Thanks to a school project I had previously met the girl who nowadays is my best friend: a half Italian and half Parisian amazing girl. Always thanks to my old highschool I had to go and study in Paris at the age of 17, hosted by this great friend of mine. I had already been to Paris but from that time on, everything changed. I arrived in Paris as a very different girl from the one who had come the year before, and the staying helped me to understand that I was running away from my issues.  This is something I’ve written during my permanence in Paris:

“If I had to think about the October of two years ago I would  imagine myself grinning with  the joy and the clumsy attitude that have always differentiated myself from the others. I didn’t need anything else that would have make me happier than I already was. Then, suddenly I did lost sight of my priorities and of who I really was, at morning I used to wake up bloated with anger and disappointment against myself.Myself, who I used to blame from morning till night. Standing still in front of a mirror, I only used to see a such a dead long face, which had never belonged to me. In my mind figured only the picture of me a little time before, smiling to a marvelous life destroyed by feelings. Thinking about it I felt envious because not even with the greatest strength of all, I could feel the same emotions again. I was conscious that I would have found the right way never again.

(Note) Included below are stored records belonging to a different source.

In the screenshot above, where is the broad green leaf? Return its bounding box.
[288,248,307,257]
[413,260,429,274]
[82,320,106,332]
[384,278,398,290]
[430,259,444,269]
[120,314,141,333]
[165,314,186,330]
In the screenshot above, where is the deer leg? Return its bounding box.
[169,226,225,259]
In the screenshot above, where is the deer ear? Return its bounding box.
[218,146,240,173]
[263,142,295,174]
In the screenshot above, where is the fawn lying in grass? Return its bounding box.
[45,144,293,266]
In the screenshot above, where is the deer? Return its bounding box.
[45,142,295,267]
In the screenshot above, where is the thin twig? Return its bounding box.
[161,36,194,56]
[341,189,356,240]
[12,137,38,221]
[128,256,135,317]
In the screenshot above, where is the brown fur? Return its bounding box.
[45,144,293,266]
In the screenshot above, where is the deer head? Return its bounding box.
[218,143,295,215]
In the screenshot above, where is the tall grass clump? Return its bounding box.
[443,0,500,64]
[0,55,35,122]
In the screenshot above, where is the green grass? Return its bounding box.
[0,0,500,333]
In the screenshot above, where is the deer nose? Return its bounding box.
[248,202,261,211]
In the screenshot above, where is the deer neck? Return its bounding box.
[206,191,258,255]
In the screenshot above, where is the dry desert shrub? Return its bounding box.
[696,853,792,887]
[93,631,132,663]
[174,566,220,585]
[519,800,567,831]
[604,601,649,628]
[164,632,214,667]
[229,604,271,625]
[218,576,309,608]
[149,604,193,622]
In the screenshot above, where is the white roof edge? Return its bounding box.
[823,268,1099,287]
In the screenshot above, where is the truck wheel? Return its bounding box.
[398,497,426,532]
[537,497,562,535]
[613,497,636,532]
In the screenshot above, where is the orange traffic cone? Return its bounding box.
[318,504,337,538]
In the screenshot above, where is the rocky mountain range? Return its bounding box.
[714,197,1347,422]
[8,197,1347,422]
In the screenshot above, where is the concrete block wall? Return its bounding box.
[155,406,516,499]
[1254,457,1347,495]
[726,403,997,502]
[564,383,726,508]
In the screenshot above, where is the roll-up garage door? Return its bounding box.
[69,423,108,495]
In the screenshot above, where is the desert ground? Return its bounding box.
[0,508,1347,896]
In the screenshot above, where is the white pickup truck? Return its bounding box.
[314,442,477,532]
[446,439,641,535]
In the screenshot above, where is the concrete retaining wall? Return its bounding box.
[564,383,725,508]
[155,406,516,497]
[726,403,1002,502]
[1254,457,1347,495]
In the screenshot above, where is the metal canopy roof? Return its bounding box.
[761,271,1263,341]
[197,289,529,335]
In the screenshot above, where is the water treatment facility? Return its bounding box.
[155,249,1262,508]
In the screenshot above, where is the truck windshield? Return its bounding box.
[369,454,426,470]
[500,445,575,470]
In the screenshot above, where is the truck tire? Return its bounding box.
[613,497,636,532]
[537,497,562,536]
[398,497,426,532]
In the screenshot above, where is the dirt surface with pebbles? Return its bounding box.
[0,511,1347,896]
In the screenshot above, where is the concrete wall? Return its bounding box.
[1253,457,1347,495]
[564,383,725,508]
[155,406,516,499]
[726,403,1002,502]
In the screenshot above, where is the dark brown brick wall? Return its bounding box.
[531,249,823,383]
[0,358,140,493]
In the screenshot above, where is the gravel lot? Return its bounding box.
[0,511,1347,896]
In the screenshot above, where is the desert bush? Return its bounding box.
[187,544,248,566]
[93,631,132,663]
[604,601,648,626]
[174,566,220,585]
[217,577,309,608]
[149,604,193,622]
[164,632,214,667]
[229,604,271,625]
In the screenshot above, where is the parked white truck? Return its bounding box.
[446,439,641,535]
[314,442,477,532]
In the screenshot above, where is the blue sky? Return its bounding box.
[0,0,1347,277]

Maybe this is the reason why I decided, without a second word, to leave for Paris when the opportunity appeard in front of my eyes. I obviously didn’t leave to fight a war and I’m not even staying here for a lifetime, but in any case I had the opportunity to start over.  From zero, fearless. I don’t think it has only been an escape to avoid my issues, I truly needed to leave...as if it was a secondary path or road to get to and overcome (maybe a bit slower) the same goals in a place where I’m feeling home, where I’m going to leave my heart and marvelous friends for good.” 

Octobrer 2015, Jardin des Tuileries.

I had experienced the Parisian life, le lycée, going for groceries, shopping, museums, walks through the boulevards and so on. I’ve never felt more completed and at ease, roaming around in such a big and chaotic city. Inside of me peace was finally ruling, and I couldn’t care less of what was happening around me, of cars and voices echoing among the crowd.

It was autumn indeed, and the last sun-rays brightened and filtered through the orange leaves and tree-crowns. The atmosphere was pure poetry and I could breathe freedom. Once again France was my comfort zone, where I could truly breathe without feeling any pressure.